Pulling together data from previous studies, the report says UK academics spend up to 3 million hours a year acting as peer reviewers, and it values their time at £165 million.
It calculates the value of editors and editorial boards as up to another £30 million a year. A spokesman for consultants Rightcom, which compiled the report, said peer review could cost a large university up to £14 million annually.
The report was commissioned by the Joint Information Systems Committee Collections, which negotiates journal subscription prices on behalf of UK research libraries.
Jisc Collections' chief executive, Lorraine Estelle, said The Value of UK HEIs' Contribution to the Publishing Process: Summary Report was intended to demonstrate the academy's financial contribution to the publishing process.
She said increases in subscription prices had far outstripped inflation in recent years, with average rises in 2009 of 7.6 per cent.
When this was raised with publishers they highlighted the "added value" they were bringing, such as extra content and increased website functionality, she said.
Ms Estelle added: "We don't dispute this but it is impossible for us to keep up with such enormous price increases, especially in the current economic climate."
Sir Tim O'Shea, vice-chancellor of the University of Edinburgh and chair of Jisc, said he had sent the report to every vice-chancellor and had encountered a new level of determination to address the problem.
He said publishers and universities had to be realistic about each other's position: "No matter what you are selling, you can't just charge an arbitrary price and expect people who bought it before to buy it again."
Phil Sykes, university librarian at the University of Liverpool and chair of Research Libraries UK, said the report provided "yet more evidence of how unjustified the hyper-inflationary journal price rises of the past three decades have been".
Hazel Woodward, university librarian at Cranfield University, said the biggest price rises had come from large publishers, while some smaller ones had frozen or even reduced their prices recently.
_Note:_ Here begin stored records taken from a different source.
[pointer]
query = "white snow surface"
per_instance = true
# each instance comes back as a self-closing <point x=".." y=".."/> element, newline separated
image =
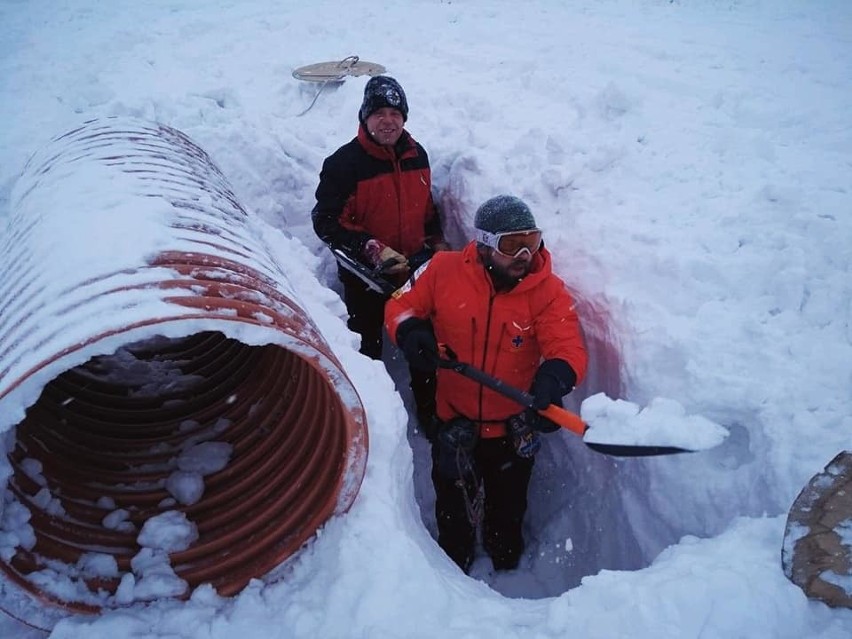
<point x="691" y="166"/>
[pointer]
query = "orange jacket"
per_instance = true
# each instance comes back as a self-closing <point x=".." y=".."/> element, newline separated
<point x="504" y="334"/>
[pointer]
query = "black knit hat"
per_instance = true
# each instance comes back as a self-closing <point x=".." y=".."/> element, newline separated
<point x="383" y="91"/>
<point x="503" y="214"/>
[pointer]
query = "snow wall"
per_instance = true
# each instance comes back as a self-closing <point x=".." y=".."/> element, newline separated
<point x="171" y="370"/>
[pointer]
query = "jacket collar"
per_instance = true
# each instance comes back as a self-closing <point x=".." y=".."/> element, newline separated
<point x="541" y="268"/>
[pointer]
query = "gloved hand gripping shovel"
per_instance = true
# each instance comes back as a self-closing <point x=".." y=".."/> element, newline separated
<point x="558" y="415"/>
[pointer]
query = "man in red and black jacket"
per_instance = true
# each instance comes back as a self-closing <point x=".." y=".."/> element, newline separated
<point x="498" y="305"/>
<point x="374" y="202"/>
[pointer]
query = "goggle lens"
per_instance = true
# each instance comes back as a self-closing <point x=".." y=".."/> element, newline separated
<point x="510" y="244"/>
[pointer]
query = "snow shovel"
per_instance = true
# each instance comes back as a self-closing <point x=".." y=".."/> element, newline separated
<point x="558" y="415"/>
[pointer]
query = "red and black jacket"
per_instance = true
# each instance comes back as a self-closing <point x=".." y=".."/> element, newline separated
<point x="506" y="334"/>
<point x="370" y="191"/>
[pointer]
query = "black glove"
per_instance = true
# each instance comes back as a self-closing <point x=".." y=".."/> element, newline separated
<point x="452" y="451"/>
<point x="553" y="380"/>
<point x="522" y="428"/>
<point x="417" y="341"/>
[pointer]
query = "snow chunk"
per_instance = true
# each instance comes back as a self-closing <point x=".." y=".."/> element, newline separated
<point x="663" y="422"/>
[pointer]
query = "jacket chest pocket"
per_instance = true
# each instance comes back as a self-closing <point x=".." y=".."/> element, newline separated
<point x="518" y="336"/>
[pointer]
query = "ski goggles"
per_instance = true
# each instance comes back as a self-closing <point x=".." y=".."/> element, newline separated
<point x="511" y="243"/>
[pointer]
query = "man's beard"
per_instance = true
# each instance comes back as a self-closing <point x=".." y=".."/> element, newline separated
<point x="502" y="278"/>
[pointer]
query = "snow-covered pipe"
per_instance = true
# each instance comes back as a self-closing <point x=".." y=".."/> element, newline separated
<point x="172" y="415"/>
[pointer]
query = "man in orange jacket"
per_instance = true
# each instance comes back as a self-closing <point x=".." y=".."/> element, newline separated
<point x="498" y="306"/>
<point x="374" y="202"/>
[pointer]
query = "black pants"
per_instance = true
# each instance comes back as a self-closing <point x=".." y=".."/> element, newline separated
<point x="504" y="478"/>
<point x="366" y="309"/>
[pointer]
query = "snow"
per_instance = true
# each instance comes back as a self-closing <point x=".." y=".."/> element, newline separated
<point x="689" y="163"/>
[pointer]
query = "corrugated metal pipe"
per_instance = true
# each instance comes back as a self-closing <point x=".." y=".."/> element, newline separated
<point x="162" y="370"/>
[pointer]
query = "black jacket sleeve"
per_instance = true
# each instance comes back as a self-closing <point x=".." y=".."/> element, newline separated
<point x="337" y="184"/>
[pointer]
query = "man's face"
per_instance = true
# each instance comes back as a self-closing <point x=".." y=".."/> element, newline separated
<point x="385" y="125"/>
<point x="508" y="271"/>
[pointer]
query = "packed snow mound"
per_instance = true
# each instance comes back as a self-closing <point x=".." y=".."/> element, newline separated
<point x="663" y="422"/>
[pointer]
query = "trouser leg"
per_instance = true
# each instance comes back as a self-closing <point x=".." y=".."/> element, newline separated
<point x="366" y="310"/>
<point x="456" y="533"/>
<point x="423" y="390"/>
<point x="506" y="477"/>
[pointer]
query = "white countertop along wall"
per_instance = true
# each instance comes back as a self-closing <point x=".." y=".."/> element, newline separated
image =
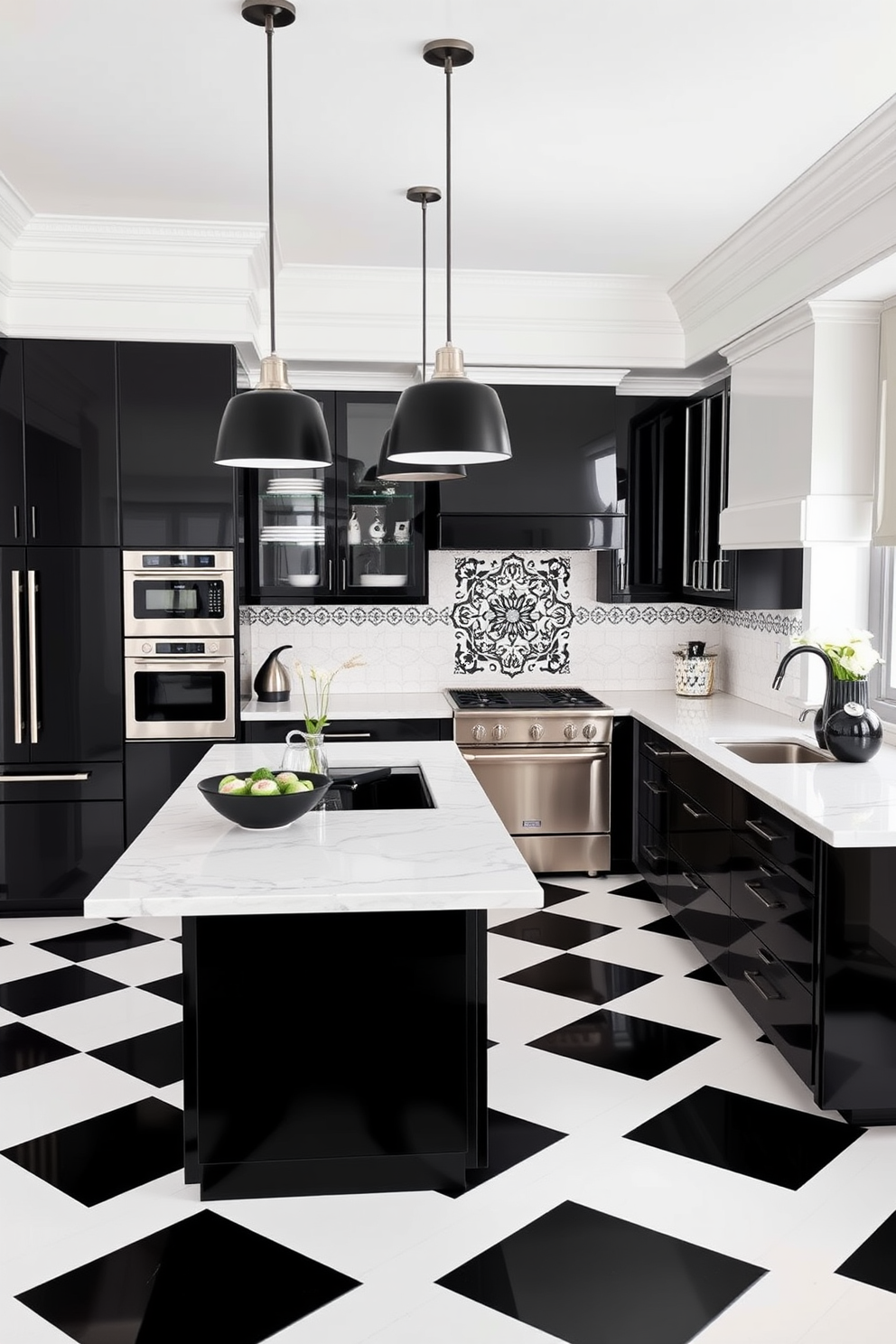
<point x="454" y="856"/>
<point x="845" y="806"/>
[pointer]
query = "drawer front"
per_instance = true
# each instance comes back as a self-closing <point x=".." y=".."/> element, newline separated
<point x="707" y="790"/>
<point x="772" y="997"/>
<point x="700" y="911"/>
<point x="775" y="908"/>
<point x="653" y="793"/>
<point x="775" y="836"/>
<point x="652" y="858"/>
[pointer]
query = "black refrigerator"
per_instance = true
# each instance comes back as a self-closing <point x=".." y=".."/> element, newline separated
<point x="61" y="650"/>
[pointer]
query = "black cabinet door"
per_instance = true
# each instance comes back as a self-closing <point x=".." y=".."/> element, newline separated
<point x="13" y="481"/>
<point x="71" y="451"/>
<point x="77" y="658"/>
<point x="171" y="402"/>
<point x="14" y="740"/>
<point x="52" y="854"/>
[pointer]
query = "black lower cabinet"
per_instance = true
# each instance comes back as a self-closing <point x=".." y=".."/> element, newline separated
<point x="152" y="773"/>
<point x="58" y="837"/>
<point x="355" y="730"/>
<point x="804" y="934"/>
<point x="369" y="1079"/>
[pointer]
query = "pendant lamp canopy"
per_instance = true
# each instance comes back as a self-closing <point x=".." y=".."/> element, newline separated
<point x="390" y="471"/>
<point x="272" y="426"/>
<point x="449" y="420"/>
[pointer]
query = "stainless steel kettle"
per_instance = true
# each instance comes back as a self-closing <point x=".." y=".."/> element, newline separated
<point x="272" y="680"/>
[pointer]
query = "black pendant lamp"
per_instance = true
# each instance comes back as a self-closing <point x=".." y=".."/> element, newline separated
<point x="272" y="425"/>
<point x="390" y="471"/>
<point x="449" y="420"/>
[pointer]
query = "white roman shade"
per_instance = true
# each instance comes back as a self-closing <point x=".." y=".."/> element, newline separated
<point x="885" y="490"/>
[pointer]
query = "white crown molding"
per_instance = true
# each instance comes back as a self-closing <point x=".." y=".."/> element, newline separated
<point x="832" y="220"/>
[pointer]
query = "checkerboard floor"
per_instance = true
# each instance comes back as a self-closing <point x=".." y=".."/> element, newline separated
<point x="658" y="1172"/>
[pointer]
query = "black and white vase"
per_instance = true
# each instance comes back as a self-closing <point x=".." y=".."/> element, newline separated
<point x="851" y="730"/>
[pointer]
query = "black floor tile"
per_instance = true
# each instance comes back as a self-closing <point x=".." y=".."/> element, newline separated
<point x="581" y="977"/>
<point x="52" y="989"/>
<point x="665" y="925"/>
<point x="752" y="1137"/>
<point x="551" y="930"/>
<point x="157" y="1057"/>
<point x="97" y="942"/>
<point x="203" y="1278"/>
<point x="170" y="988"/>
<point x="707" y="974"/>
<point x="639" y="890"/>
<point x="626" y="1044"/>
<point x="107" y="1154"/>
<point x="510" y="1142"/>
<point x="554" y="894"/>
<point x="23" y="1047"/>
<point x="874" y="1261"/>
<point x="586" y="1277"/>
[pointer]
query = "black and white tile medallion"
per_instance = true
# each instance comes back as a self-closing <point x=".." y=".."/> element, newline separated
<point x="512" y="614"/>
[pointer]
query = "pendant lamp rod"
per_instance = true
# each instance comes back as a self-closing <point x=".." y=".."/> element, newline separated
<point x="269" y="35"/>
<point x="272" y="425"/>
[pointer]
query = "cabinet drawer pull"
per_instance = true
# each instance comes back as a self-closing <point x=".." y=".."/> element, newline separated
<point x="755" y="890"/>
<point x="43" y="779"/>
<point x="752" y="977"/>
<point x="761" y="831"/>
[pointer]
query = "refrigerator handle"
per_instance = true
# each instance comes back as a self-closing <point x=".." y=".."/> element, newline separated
<point x="16" y="658"/>
<point x="33" y="653"/>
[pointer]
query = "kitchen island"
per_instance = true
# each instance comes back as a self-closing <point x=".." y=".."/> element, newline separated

The SPIE, an international society for optics and photonics, cut the price of its journal by 10 per cent this year. Marybeth Manning, director of digital library business development, said this was due to a desire to be "responsible citizens", as well as to be viewed "favourably" when librarians considered cuts.
She said that the SPIE's non-profit status meant it was not "driven by returning double-digit profits to shareholders each year".
Graham Taylor, director of academic publishing at the Publishers Association, said peer review benefited the academic community and if its costs were borne by publishers, subscription prices would have to rise "substantially".
He said that the cost of peer review remained "relatively minor" compared with the overall cost of research and did not represent a potential saving because it was covered by salaries universities would pay anyway.
"The only way for universities to save money is to make people redundant," he added.